Imaging Macular Degeneration with OCT
Current OCT instruments have given us the capability to acquire very large datasets containing information about extended retinal regions. The availability of this information has the potential to lead to a better understanding of disease processes and therapeutic responses. One crucial step in this direction is the development of algorithms to analyze the information in an efficient, quantitative manner. This means algorithms that can recognize clinically relevant feature in the OCT datasets and produce meaningful descriptors with well understood characteristics (in particular properties such as reproducibility, robustness, and accuracy).
We discuss this problem, illustrating some possible approaches to producing clinically useful descriptions of macular degeneration from OCT images. In particular we focus in some depth on measurements of the geometry of drusen in patients with non-exudative age-related macular degeneration (AMD). In this context we report clinical data on the application of a new algorithm that can automatically characterize drusen geometry in three dimensional space, in particular drusen area and volume, on a set of circular regions centered at the fovea. Our results show that drusen area and volume measurements were both qualitatively and quantitatively reproducible. An interesting fact is that considerable changes in the values of these parameters were observed over the follow-up time.

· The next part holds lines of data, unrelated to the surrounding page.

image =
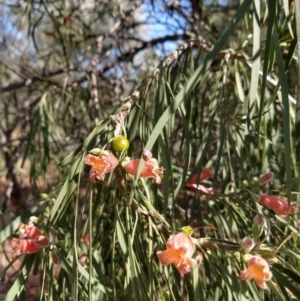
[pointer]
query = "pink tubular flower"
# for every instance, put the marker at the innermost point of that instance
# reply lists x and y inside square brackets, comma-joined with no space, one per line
[247,244]
[266,177]
[179,252]
[151,169]
[30,240]
[102,164]
[258,270]
[279,206]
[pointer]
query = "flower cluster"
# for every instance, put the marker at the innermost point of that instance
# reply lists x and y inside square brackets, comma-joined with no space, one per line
[102,164]
[179,252]
[30,240]
[279,206]
[106,162]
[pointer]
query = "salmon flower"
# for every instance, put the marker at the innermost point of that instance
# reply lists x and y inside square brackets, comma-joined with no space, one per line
[30,240]
[195,179]
[279,206]
[151,167]
[102,164]
[258,270]
[179,252]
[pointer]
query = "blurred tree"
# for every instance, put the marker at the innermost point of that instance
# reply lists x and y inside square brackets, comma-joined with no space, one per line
[225,99]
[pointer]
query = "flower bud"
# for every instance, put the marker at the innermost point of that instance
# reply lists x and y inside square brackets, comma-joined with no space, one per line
[258,225]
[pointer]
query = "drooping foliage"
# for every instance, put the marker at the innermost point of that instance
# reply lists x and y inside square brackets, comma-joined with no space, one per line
[182,213]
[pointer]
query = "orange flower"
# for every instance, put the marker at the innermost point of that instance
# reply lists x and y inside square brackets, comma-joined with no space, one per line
[179,252]
[279,206]
[102,164]
[258,270]
[29,231]
[151,167]
[30,240]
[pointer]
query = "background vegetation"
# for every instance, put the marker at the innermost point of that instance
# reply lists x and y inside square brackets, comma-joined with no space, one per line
[74,74]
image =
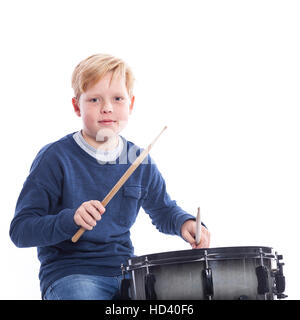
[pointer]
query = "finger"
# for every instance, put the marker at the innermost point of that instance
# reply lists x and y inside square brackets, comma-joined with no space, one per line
[87,217]
[93,211]
[189,238]
[81,222]
[98,205]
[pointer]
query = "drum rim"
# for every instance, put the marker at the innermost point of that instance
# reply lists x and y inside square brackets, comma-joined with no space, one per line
[194,255]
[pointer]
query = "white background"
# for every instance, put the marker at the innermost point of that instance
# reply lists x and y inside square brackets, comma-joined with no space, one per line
[223,75]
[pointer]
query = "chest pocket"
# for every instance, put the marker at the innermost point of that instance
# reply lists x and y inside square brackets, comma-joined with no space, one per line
[132,197]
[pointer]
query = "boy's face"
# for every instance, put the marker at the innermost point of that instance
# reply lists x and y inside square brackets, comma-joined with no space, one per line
[104,108]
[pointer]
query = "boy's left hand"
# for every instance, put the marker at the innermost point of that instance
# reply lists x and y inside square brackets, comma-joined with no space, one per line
[188,232]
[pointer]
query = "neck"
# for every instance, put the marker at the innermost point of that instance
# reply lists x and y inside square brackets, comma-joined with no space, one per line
[106,143]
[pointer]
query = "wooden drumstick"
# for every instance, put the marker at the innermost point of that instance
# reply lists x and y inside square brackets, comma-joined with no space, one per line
[122,180]
[198,227]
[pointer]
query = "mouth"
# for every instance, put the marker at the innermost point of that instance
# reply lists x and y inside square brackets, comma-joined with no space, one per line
[107,121]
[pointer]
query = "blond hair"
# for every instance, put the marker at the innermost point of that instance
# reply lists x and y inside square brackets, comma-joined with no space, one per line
[90,70]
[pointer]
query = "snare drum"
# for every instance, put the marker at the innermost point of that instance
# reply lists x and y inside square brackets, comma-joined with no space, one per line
[225,273]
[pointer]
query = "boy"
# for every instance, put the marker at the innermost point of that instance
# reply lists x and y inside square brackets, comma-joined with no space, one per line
[69,177]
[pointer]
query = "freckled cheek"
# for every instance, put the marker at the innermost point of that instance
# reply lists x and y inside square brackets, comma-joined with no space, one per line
[122,115]
[89,118]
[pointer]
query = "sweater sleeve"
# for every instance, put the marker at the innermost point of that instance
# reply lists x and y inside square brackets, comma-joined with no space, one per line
[164,212]
[34,225]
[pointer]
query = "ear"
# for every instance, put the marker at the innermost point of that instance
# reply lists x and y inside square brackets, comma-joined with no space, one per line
[76,106]
[131,104]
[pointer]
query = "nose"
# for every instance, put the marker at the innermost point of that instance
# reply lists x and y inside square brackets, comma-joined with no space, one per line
[107,108]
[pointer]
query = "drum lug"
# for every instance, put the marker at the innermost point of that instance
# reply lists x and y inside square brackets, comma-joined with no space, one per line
[262,277]
[279,278]
[207,279]
[149,283]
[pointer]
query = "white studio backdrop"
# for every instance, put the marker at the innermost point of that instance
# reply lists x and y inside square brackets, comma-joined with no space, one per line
[222,75]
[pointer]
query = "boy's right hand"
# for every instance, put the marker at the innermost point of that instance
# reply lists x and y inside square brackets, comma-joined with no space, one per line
[88,214]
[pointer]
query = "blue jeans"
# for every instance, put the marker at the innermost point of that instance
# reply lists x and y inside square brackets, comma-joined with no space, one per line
[84,287]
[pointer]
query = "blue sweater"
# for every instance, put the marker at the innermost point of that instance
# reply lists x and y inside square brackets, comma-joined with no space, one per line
[61,178]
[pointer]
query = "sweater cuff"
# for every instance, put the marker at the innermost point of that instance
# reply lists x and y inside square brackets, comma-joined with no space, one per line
[181,221]
[67,222]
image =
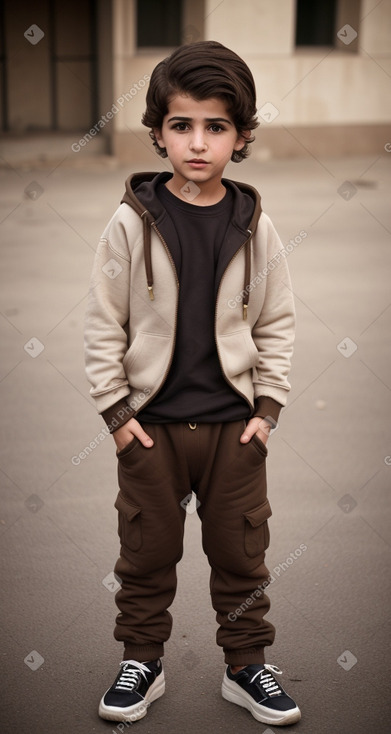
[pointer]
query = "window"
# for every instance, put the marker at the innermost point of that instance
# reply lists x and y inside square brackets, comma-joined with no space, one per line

These data suggest that an appropriate analysis of OCT datasets has the potential to greatly improve our understanding of drusen and that drusen may reveal a more dynamic natural history than assumed based on en face fundus photographic assessment.
Giovanni Gregori, Ph.D.
Research Assistant Professor of Ophthalmology
Bascom Palmer Eye Institute
University of Miami Miller School of Medicine
Giovanni Gregori, Ph.D. is a mathematician trained in optics at Stanford. He did post-doctoral work in the United States and Europe. He has been a Research Assistant Professor in the Bascom Palmer Eye Institute (BPEI) at the University of Miami Miller School of Medicine since 2002 (http://bascompalmer.org/site/current/current_centers#center).Dr. Gregori has worked extensively on image processing and segmentation algorithms. The main focus of Dr. Gregori’s research is on the development of quantitative tool for the analysis of medical images, in particular those acquired using Optical Coherence Tomography (OCT) technology. Dr. Gregori has been a leader in the development of spectral domain OCT. His group introduced several new powerful mathematical algorithms for processing large OCT datasets. These techniques were used to generate the first accurate description of the retinal geometry in vivo. A noteworthy application of this work is the use of OCT datasets to derive a novel quantitative understanding of the effects of drusen on the Retinal Pigment Epithelium and the photoreceptors. Dr. Gregori’s work in OCT segmentation is the basis of several patents and commercial licenses. A number of clinical studies that utilize the advanced OCT software developed by Dr. Gregori are currently underway.